I have a pretty straight forward question but every answer I come up with seems over complicated or just plain wrong. I'm designing a data logger/fault detection system to be used for a large piece of industrial equipment. The gist is that the only output for the current status of this machine is a large bank of LEDs (>64) either lit RED, GREEN or a BOTH (Common cathode or anode led lights) and we would like to make this output remotely accessible. I have no access to the control system of the machine so I cannot tap into the signal that controls which lights are on or off but I do have the ability to read the voltage drop across each LED with respect to either the cathode using a microcontroller. Imagine the circuit for the LED's is just a common cathode connection of all the LEDs and then >128 wires coming in connecting the anodes (no access to the current limiting resistor).
My question for you is how would you go about determining if each of the LED's has either RED, GREEN or BOTH lights lit so that it could be read by a microcontroller?

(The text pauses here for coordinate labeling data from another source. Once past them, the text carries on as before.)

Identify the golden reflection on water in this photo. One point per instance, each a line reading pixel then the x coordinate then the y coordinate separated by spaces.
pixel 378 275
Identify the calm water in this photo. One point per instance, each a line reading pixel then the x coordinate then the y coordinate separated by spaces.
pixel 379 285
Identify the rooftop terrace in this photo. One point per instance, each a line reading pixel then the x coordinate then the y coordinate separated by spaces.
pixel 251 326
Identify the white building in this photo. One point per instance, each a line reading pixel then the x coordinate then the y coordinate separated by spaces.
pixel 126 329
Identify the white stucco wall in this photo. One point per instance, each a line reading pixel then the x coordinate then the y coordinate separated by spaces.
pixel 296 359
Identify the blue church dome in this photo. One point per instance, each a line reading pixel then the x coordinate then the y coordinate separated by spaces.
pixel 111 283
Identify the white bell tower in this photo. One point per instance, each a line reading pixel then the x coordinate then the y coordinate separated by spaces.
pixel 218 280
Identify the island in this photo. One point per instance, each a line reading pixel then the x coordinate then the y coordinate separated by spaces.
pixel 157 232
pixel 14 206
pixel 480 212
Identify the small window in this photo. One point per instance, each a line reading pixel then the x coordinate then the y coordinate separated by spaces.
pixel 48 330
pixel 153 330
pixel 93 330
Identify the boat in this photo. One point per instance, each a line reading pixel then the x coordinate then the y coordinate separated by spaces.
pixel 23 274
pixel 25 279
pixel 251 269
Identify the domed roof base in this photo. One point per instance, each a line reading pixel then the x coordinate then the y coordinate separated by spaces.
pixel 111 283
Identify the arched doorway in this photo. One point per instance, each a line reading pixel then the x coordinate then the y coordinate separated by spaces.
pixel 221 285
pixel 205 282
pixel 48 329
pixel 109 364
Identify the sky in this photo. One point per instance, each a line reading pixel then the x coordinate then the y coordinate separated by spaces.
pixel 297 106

My current thought is to take a massive bank of analog multiplexers and then just multiplex the voltage of each LED (>128 different voltages to read) into an ADC and use a software threshold to determine if its on or not however this method seems way to complicated and expensive and I'm sure there is a better option. I know daisy-chaining a bunch of IO expanders together and connecting the voltages w.r.t. the cathode would work but the voltages seem too low for TTL (1.65V and 2.5V) and probably wouldn't work to produce a '1' when the LED is lit.
Could you suggest a circuit or IC or a combination of both to make this work? Thanks!